Glenn Gould's 1955 recording of Bach's Goldberg Variations fundamentally altered how the work could be heard. Rejecting reverent slowness, Gould rendered the counterpoint with crystalline clarity and conversational intimacy, separating voices so distinctly that the architecture became audible rather than monumental. Recorded in two days with an unconventional chair and audible humming, this performance transformed a scholarly monument into something urgent and alive. Essential for anyone reconsidering what the piano and Bach can express together.
There is a recording that changed what people thought a piano could say, made by a twenty-two-year-old Canadian who hummed along to every note and finished the whole session in two days.
Glenn Gould walked into Columbia’s 30th Street Studio in New York on June 10, 1955 — a converted church on East 30th that engineers loved for its vast, forgiving acoustics — and recorded Bach’s Goldberg Variations in a manner nobody had attempted before. The work had been considered a kind of scholarly monument, reverent and slow, the territory of harpsichordists and the very serious. Gould treated it like conversation.
The Piano, the Chair, the Hum
He brought his own chair. Not a concert bench — a rickety, sawed-down folding chair his father had made, so low that Gould’s hands sat almost level with the keys rather than above them.
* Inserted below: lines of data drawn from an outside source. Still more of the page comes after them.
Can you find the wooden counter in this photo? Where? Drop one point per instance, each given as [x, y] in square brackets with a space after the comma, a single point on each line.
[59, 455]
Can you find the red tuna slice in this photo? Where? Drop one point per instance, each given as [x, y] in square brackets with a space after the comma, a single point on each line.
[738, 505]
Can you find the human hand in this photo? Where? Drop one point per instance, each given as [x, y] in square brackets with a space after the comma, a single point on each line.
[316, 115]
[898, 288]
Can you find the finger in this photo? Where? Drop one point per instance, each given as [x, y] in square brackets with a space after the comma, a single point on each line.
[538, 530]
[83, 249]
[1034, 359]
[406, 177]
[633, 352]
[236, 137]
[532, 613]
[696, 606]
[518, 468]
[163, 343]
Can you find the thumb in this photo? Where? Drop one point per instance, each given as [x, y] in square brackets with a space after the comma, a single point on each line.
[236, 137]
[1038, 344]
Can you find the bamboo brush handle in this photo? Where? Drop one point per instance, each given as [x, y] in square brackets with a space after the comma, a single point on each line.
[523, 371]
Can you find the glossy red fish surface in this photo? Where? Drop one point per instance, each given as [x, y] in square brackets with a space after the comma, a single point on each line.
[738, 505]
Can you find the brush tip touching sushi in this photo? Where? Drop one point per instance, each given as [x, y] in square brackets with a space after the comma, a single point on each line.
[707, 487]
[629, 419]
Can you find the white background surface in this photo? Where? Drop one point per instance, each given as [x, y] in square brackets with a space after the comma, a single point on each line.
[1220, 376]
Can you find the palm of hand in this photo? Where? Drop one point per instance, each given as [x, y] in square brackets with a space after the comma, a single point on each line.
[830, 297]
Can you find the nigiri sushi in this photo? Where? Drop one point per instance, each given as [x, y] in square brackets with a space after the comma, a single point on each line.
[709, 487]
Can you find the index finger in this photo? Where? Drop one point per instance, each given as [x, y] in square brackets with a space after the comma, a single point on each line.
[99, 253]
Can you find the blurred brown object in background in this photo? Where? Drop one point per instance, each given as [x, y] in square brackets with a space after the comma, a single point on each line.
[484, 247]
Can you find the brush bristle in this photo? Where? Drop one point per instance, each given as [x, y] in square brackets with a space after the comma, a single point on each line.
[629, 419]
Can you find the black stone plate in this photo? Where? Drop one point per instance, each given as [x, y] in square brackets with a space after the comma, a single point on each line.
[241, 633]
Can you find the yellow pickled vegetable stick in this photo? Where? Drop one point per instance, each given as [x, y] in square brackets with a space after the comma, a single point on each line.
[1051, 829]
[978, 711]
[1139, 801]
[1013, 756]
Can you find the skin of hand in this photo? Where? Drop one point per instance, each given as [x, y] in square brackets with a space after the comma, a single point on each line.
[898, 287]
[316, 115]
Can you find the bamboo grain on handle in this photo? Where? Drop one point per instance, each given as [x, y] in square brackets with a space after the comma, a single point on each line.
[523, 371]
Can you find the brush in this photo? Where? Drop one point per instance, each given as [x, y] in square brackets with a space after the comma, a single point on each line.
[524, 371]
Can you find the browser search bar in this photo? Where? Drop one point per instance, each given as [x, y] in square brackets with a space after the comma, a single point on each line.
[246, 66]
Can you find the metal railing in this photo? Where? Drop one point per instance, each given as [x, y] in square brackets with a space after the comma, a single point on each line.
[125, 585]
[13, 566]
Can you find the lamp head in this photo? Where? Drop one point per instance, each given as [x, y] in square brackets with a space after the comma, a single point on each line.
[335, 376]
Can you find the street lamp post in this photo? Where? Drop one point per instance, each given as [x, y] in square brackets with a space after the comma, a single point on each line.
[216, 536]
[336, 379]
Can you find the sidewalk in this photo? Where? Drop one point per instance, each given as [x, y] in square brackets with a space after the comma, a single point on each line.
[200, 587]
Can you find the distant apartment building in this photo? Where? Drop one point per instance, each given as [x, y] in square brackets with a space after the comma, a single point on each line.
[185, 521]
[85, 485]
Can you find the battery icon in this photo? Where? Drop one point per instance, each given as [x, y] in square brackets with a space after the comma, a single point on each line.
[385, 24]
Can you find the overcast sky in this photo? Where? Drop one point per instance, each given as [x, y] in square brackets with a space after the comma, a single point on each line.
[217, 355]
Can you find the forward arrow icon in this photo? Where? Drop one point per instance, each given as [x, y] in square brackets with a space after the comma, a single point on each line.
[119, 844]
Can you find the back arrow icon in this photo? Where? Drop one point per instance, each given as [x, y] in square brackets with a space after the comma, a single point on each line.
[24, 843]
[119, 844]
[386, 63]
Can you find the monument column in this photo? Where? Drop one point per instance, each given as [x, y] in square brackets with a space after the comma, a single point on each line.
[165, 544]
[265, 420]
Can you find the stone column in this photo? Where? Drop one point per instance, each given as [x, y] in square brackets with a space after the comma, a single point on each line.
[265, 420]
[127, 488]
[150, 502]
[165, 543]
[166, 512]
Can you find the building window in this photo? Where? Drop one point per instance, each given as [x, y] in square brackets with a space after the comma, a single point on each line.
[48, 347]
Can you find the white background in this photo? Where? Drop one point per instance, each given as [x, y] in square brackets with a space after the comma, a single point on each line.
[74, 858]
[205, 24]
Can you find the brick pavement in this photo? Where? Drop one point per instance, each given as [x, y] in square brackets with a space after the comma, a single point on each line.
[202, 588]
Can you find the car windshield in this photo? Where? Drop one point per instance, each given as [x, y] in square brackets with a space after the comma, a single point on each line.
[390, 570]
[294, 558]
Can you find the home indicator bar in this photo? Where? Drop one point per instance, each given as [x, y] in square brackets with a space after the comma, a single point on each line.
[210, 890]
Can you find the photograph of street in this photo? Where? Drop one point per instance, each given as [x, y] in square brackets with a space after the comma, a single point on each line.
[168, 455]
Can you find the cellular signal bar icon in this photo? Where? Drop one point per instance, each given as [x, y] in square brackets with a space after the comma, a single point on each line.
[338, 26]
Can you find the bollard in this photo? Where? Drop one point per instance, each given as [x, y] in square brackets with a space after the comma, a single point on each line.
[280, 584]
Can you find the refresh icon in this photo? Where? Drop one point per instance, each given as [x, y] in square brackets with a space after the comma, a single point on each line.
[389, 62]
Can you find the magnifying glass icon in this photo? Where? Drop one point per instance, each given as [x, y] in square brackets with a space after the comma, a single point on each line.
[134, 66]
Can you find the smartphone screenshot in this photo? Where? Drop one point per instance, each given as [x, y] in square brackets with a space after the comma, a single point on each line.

It put him in a different physical relationship with the instrument than any other concert pianist of the era. You can hear it in the touch: intimate, almost lateral, like he was reaching across instead of reaching down.
Producer Howard Scott and engineer Fred Plaut were behind the glass. Plaut was known for his patience and his ears, and he made the call to capture Gould close — very close — which is why you can hear the piano mechanism, the bench, the room, and that now-infamous humming. Columbia would later receive complaints about the vocalizing. They didn’t know what to do with it. Gould didn’t stop.
The Aria that opens the record is unhurried in a way that feels almost defiant. Most pianists in 1955 played the Goldbergs, if they played them at all, with a kind of museum reverence. Gould plays the Aria like he already knows the ending and wants you to know he knows. Each of the thirty variations that follow has its own weather: the canons placed at regular intervals like structural columns, the quick variations crackling, the slow ones genuinely still.
What Gould Actually Did
The contrapuntal lines — the separate melodic voices woven together by Bach — are something most pianists blend into a general texture. Gould separated them. He could make the left hand and right hand sound like two distinct people who happened to share one instrument, and when a third or fourth voice entered, you heard that too. This is harder than it sounds. Most people who try it produce a lesson. Gould produced music.
Variation 13 is probably my favorite thing he ever recorded. It sits in the middle of the set, unhurried and bright, and Gould voices the inner lines with something close to tenderness. You don’t expect tenderness from a recording this cerebral.
The session wrapped June 16th. The record came out that fall and sold, unexpectedly, well. Classical records didn’t do that. Columbia didn’t know what to make of the numbers. It became Gould’s signature and, in some ways, his burden — he would revisit the Goldbergs in 1981, in a famous final studio session, and the two recordings together trace an entire life.
But the 1955 version is the one. Young, fast, completely certain. He plays the closing Aria — the same music as the opening, now heard differently — and then the record ends.
He never performed in public again after 1964. He spent the rest of his life in the studio, which, listening to this, seems entirely right.